Aujourd'hui une camionette et des engins de chantier garés : c'est l'avant-saison, on aménage la plage. Dernier passage piétons et aussi dernier chant d'oiseau avant la plage. Regarder à droite, à gauche, avant de traverser le front de mer. Le sol ici pique et brûle les pieds nus si le soleil luit. Le regard découvrant plonge vers l'horizon, par delà tout, même des travaux de préparation à l'été. Se rapprochant avec les pieds, le regard aperçoit plus d'océan, de couleur bleu ou gris métal selon le reflet du ciel ou de la couverture nuageuse, le rivage avec ses vagues et ses marées - enfin toute la plage. Aujourd'hui, les engins de chantier la "modèlent", la "dessinent" même, pour qu'elle apparaisse naturelle au touriste - mais il n'y a plus rien de naturel ici depuis longtemps. Les pieds commencent à sentir la surface crissante du sable.


Engin de chantier préparant la plage de soulac pour les planches.JPG

Les travaux, c'est l'installation des "planches". Les planches, c'est ainsi qu'on nomme un passage fait de planches qui traverse la plage de haut en bas et permet aux touristes de descendre facilement vers le bord de mer - le touriste n'aimant le sable que pour s'y allonger, pas pour y marcher. La municipalité les installent au printemps, et les retire en automne : elles restent toute la saison. La saison, ici, c'est la saison touristique. ; il n'y a pas vraiment d'autre saison, ici.

Un gros engin avec des roues énormes et une pelle gigantesque aplanit d'abord la plage en lui donnant un aspect incurvé style ile du Pacifique. Puis les ouvriers disposent un fil guide tendu entre deux pieux en fer pour marquer l'emplacement de la future allée rectiligne de planches. Ils posent ces planches le long de ce fil. Ils commencent par le haut de la plage et redescendent vers la mer.

La voie de planches est constituée de modules carrés de 2m sur 2 environ, formées de planches, disposées les unes à la suite des autres. Une fois qu'ils ont posé un module à plat sur le sable, les ouvriers sautent dessus pour renforcer son assise sur le sol ; ainsi, l'allée est juste posée sur la plage.

Travailleurs d'aménagements de la plage de Soulac-sur-Mer.JPG

Pendant le travail les hommes parlent entre eux ; un autre groupe vient les voir et ils discutent.

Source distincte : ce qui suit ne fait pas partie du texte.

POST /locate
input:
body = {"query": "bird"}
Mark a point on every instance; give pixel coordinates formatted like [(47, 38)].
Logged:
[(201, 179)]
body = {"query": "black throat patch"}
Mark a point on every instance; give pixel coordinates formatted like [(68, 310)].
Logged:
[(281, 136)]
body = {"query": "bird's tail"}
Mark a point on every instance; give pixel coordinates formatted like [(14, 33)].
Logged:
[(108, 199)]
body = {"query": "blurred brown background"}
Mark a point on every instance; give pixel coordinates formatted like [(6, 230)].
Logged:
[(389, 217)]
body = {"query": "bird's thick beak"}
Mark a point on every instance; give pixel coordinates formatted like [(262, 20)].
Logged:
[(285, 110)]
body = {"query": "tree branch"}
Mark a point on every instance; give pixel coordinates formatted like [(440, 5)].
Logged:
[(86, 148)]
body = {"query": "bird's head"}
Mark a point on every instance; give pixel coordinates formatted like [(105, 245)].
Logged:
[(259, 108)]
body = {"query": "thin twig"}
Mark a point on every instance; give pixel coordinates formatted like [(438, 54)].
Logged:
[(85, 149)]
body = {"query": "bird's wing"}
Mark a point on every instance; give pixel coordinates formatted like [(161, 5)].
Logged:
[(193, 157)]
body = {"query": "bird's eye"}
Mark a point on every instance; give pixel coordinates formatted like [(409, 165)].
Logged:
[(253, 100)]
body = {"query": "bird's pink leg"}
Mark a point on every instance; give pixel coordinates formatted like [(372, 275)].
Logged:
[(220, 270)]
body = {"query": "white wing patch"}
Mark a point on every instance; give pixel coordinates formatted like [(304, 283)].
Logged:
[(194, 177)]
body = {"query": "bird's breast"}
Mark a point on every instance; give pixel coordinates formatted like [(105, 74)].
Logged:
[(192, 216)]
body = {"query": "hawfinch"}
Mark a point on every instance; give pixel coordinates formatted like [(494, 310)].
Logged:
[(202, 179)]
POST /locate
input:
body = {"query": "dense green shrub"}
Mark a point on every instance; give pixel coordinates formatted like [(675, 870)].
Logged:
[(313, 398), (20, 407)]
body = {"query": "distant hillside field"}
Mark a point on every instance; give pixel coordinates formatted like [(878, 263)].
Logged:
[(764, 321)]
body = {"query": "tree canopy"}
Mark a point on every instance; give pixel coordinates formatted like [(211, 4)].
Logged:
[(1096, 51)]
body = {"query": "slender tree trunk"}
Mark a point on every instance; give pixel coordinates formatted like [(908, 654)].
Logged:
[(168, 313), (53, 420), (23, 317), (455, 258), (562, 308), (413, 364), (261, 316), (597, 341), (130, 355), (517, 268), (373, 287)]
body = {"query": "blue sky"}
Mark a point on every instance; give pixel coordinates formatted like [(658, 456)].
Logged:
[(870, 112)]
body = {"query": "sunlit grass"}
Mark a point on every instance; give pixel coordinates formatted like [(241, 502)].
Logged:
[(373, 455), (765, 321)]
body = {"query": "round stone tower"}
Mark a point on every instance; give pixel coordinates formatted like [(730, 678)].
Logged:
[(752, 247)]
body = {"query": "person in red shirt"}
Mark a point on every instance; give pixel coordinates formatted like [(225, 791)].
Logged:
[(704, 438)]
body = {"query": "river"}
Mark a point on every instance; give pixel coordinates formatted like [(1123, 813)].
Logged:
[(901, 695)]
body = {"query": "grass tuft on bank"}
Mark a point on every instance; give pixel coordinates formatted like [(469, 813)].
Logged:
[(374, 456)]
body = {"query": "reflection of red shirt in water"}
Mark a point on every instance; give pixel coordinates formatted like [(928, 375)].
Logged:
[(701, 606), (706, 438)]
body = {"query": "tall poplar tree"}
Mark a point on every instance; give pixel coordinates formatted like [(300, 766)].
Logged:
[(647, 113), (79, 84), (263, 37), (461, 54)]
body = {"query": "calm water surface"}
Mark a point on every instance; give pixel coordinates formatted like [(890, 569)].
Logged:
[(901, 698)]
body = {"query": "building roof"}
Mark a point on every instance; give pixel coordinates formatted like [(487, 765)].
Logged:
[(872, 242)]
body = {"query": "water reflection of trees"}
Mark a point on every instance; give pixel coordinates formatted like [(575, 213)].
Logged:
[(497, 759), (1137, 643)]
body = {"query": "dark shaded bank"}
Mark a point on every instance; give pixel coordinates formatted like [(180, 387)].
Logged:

Ça n'empêche pas le rythme d'être assez suivi.

Quelques fois, une planche est abimée. Les ouvriers la réparent, mais ils n'ont pas d'outils prévus pour ça. Alors ils utilisent un rateau pour enfoncer un clou, ou une pelle pour extraire une planche. C'est le règne de la débrouille, mais ils ont l'air de connaître leur boulot : ils agissent calmement, posément, à propos.

Et puis mon appareil photo est tombé en panne de batterie. Je n'ai même pas pu photographier les planches elles-mêmes, alors que j'en avais parlé aux ouvriers. Rien ne s'est passé comme prévu.